Amin Nasser (Bloomberg)
Amin Nasser (Bloomberg)

Nessuna trattativa, né coi cinesi, né con altri investitori: per Saudi Aramco, come previsto, ci sarà la quotazione in Borsa e questa avverrà nel 2018, anzi «per la precisione nella seconda metà del 2018». Stavolta è il ceo della compagnia petrolifera saudita, Amin Nasser, a cercare di tacitare la voce di un presunto ripensamento dei piani della casa reale. E il suo intervento, finora il più netto, arriva in un momento cruciale per le relazioni dell’Arabia Saudita con la finanza internazionale.

A Riad inizia oggi la Future Investment Initiative, una conferenza già ribattezzata la «Davos del deserto» per le prestigiose presenze che è riuscita ad attirare – a cominciare dalle maggiori banche Usa – e che farà da palcoscenico alle nuove ambizioni del Paese, impegnato con il piano Vision 2030 ad attenuare la dipendenza dal petrolio.

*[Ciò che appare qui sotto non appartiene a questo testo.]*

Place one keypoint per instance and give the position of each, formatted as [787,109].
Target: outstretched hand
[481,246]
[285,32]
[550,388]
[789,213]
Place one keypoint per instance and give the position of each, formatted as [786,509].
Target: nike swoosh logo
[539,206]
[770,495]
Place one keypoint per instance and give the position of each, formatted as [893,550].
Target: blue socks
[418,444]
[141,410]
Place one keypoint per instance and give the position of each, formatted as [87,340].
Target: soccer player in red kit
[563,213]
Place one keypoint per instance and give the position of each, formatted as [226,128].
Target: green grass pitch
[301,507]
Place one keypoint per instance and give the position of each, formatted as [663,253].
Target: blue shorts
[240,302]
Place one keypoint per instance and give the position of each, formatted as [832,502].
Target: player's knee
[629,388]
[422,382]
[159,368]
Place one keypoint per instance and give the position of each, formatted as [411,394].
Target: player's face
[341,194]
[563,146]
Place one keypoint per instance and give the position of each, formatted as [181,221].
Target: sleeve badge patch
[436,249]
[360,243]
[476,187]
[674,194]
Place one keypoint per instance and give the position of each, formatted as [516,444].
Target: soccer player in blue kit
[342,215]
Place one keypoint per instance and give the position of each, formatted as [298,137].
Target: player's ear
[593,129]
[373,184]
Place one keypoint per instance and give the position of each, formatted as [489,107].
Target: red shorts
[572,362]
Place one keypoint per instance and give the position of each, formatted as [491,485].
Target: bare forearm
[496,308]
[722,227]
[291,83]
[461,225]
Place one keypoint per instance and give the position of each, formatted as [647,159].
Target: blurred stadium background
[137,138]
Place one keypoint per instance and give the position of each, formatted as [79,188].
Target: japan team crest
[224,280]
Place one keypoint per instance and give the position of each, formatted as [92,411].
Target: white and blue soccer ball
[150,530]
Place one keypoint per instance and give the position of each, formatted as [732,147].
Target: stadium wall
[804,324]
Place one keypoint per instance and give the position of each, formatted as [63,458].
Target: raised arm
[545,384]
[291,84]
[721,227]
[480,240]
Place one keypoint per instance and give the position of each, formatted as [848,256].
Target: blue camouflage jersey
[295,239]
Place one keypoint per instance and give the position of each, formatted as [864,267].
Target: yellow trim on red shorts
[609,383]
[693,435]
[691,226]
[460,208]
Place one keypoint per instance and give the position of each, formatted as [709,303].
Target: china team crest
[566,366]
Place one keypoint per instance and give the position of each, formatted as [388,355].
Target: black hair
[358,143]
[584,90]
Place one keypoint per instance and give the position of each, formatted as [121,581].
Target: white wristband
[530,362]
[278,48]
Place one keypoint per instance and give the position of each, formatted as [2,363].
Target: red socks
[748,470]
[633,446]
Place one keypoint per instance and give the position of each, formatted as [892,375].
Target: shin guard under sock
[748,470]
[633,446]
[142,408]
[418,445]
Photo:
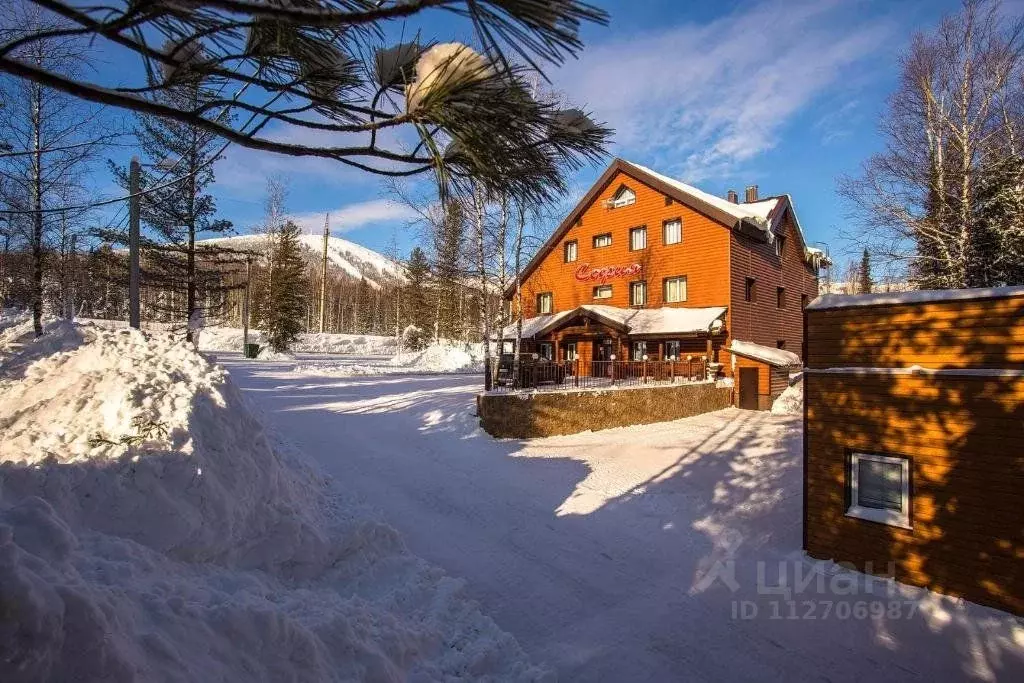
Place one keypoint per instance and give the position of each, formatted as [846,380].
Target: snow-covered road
[630,554]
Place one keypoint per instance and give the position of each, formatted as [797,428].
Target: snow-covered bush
[791,401]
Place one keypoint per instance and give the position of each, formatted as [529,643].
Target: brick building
[645,265]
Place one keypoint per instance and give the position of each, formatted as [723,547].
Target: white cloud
[354,216]
[701,99]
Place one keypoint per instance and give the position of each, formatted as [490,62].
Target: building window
[880,488]
[638,293]
[624,197]
[571,251]
[672,231]
[675,289]
[779,245]
[638,238]
[545,303]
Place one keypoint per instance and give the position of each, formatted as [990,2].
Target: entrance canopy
[632,322]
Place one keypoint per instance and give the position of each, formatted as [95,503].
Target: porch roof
[635,322]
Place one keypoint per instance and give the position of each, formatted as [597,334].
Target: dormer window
[625,197]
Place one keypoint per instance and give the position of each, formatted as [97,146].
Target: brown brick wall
[548,414]
[961,432]
[963,438]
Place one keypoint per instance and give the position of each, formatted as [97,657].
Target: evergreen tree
[451,233]
[1000,217]
[864,274]
[365,296]
[417,302]
[286,305]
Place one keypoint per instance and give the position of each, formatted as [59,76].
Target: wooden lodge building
[648,266]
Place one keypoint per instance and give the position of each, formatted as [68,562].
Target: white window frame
[899,518]
[638,284]
[625,197]
[685,288]
[572,246]
[550,298]
[638,230]
[665,231]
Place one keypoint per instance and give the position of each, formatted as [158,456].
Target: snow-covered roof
[756,212]
[916,296]
[636,321]
[773,356]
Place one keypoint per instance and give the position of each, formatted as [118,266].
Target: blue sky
[783,94]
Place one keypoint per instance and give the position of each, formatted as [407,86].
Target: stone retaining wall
[548,414]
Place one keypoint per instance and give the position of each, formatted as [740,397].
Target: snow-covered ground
[437,358]
[629,554]
[152,530]
[229,339]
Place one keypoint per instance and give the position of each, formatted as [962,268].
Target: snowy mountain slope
[151,530]
[354,260]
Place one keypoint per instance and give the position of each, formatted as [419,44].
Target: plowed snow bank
[150,531]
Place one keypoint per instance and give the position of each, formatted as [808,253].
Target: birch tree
[950,129]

Per il fondo sovrano saudita – che con l’Ipo di Saudi Aramco aspira a diventare il più grande del mondo – è fondamentale presentarsi come un partner affidabile, ma la strada non sarà in discesa: il Public Investment Fund (Pif) ha commesso molti errori da quando, nel 2015, si è affacciato sulla ribalta internazionale. E un’inchiesta appena pubblicata dal Wall Street Journal li elenca in modo impietoso, da Uber, finita nella bufera poco dopo l’investimento saudita di 3,5 miliardi di $, alla startup locale Noon.com (e-commerce), agonizzante prima ancora di avviare le vendite, fino ai dissapori con SoftBank, finanziata da Riad con ben 45 miliardi.

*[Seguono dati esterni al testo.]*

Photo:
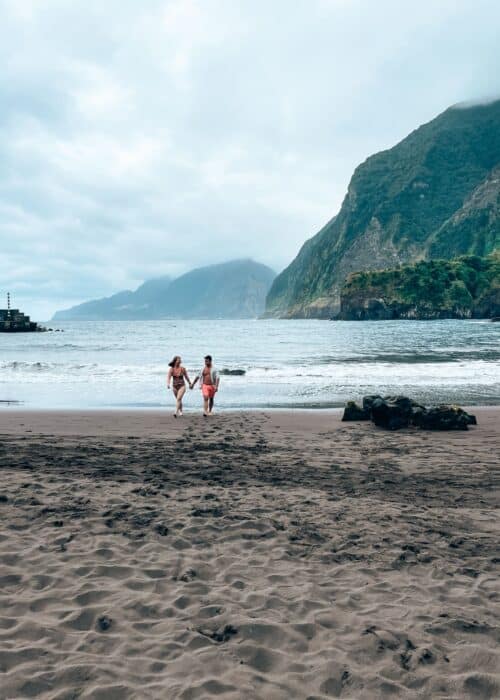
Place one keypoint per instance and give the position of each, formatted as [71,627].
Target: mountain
[235,289]
[466,287]
[436,194]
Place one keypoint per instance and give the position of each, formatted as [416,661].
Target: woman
[176,375]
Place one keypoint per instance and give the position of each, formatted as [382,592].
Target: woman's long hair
[173,361]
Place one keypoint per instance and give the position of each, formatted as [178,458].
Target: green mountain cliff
[466,287]
[436,194]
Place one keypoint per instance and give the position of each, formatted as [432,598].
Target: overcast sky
[147,138]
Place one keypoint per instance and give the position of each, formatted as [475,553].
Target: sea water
[287,364]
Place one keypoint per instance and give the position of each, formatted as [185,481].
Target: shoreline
[278,555]
[157,422]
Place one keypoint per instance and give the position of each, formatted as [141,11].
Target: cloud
[145,138]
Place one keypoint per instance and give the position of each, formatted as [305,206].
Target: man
[209,381]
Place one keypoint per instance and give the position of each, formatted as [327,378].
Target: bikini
[178,380]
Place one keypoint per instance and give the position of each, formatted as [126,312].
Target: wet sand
[250,555]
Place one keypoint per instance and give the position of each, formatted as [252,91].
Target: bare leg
[178,404]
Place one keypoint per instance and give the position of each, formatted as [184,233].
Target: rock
[392,412]
[444,418]
[354,412]
[368,401]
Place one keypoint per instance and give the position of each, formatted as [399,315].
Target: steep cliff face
[236,289]
[435,194]
[467,287]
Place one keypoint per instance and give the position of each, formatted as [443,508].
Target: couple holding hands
[208,378]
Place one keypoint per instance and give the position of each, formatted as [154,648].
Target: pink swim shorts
[208,391]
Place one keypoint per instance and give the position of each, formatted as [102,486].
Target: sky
[147,138]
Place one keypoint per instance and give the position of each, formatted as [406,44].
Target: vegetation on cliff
[466,287]
[436,194]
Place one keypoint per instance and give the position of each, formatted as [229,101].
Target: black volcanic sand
[256,555]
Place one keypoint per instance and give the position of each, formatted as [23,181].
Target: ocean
[288,364]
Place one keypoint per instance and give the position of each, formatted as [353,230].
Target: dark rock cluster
[395,412]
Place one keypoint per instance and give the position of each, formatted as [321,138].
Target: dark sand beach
[251,555]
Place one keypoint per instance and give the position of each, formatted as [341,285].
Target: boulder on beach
[393,412]
[444,418]
[396,412]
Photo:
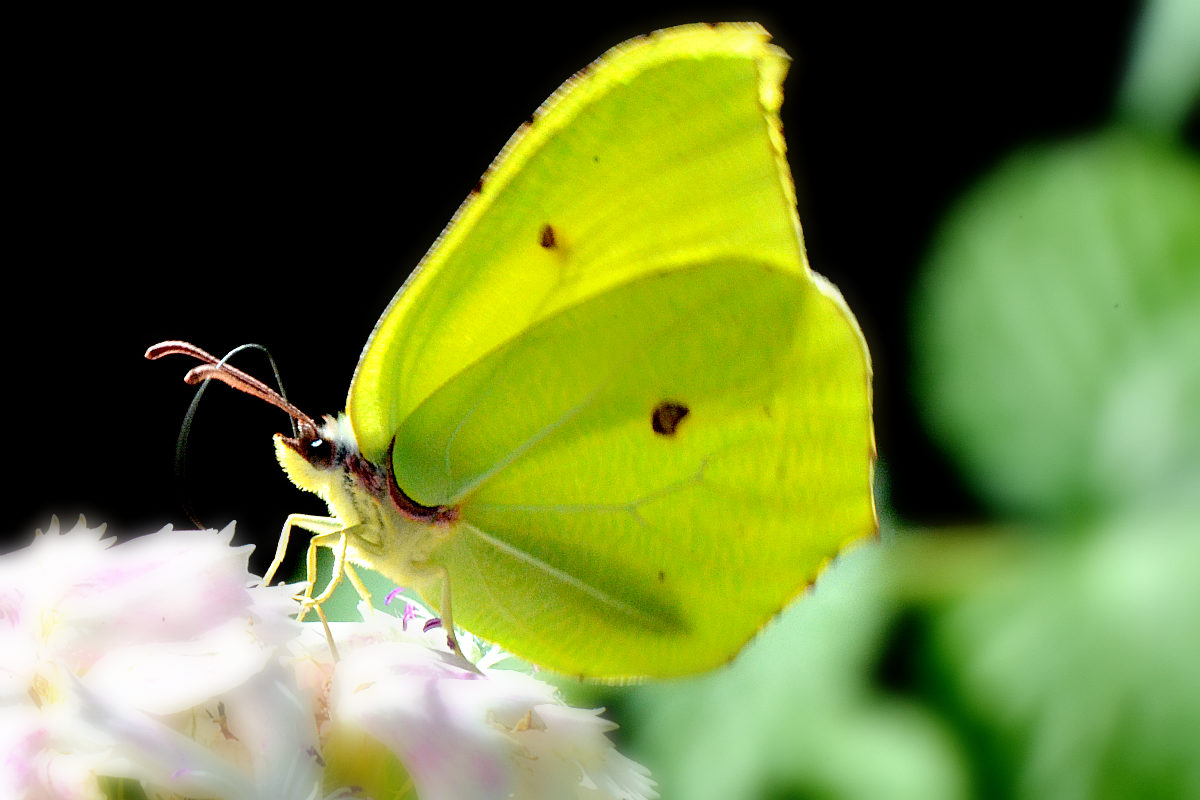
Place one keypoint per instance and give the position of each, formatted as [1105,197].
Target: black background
[226,179]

In questo momento i sauditi (e in particolare il principe ereditario Mohammed bin Salman, padre di Vision 3030) non possono permettersi passi falsi proprio con Saudi Aramco, la cui quotazione – che punta a raccogliere 100 miliardi di dollari – è stata sbandierata come l’architrave del progetto per cambiare il Paese.

Riad aveva già smentito più volte (l’ultima la settimana scorsa, per bocca del ministro dell’Energia Khalid Al Falih) l’ipotesi di un rinvio dell’«Ipo del secolo» o di un collocamento limitato al listino locale, il Tadawul.

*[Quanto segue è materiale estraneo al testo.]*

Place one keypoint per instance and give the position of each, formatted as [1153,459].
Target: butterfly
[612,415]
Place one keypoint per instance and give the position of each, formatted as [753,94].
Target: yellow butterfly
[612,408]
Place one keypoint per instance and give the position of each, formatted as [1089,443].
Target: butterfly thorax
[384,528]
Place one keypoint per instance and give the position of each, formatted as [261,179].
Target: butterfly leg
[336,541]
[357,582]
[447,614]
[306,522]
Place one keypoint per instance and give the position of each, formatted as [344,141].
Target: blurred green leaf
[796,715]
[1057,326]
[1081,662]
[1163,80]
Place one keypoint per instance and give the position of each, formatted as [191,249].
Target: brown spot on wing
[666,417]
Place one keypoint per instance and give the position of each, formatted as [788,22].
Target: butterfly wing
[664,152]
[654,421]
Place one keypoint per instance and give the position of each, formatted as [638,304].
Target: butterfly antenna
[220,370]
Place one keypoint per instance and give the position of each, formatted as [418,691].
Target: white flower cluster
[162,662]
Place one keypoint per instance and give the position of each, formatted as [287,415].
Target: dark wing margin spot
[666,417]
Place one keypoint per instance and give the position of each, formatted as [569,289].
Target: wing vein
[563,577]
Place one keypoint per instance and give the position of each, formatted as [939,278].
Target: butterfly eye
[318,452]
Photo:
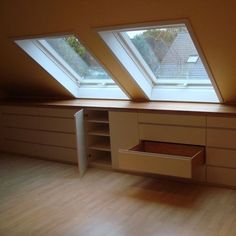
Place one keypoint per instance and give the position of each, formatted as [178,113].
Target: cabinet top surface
[203,108]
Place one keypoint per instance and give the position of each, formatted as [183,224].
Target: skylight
[164,61]
[71,64]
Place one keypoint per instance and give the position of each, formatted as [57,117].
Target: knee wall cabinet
[41,132]
[215,134]
[221,150]
[169,155]
[164,143]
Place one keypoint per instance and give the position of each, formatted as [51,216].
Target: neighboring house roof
[174,64]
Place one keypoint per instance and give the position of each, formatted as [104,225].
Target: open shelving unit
[98,138]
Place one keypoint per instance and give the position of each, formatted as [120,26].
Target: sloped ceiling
[214,23]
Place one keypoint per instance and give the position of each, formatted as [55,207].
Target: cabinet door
[123,132]
[81,147]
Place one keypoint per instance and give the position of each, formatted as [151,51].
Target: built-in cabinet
[156,143]
[221,150]
[97,134]
[189,145]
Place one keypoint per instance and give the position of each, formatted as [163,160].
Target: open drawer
[162,158]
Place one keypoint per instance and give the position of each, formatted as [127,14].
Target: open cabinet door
[81,146]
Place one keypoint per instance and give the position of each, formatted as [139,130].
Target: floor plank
[39,197]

Ma sull’interesse di Pechino ad un eventuale private placement non c’erano stati commenti, se non da Cefc China Energy: il gruppo cinese, che ha investito 9 miliardi di $ per il 14% di Rosneft, «per ora» non mira a una quota di Saudi Aramco, ha detto il direttore esecutivo Yong Li.

Il ceo Nasser, intervistato da Cnbc, è stato categorico: «Saudi Aramco non sta parlando coi cinesi, né con altri. L’Ipo procede secondo i piani e il luogo della quotazione sarà discusso e reso noto a tempo debito. I giornalisti non possono dirci che cosa sia o non sia necessario discutere».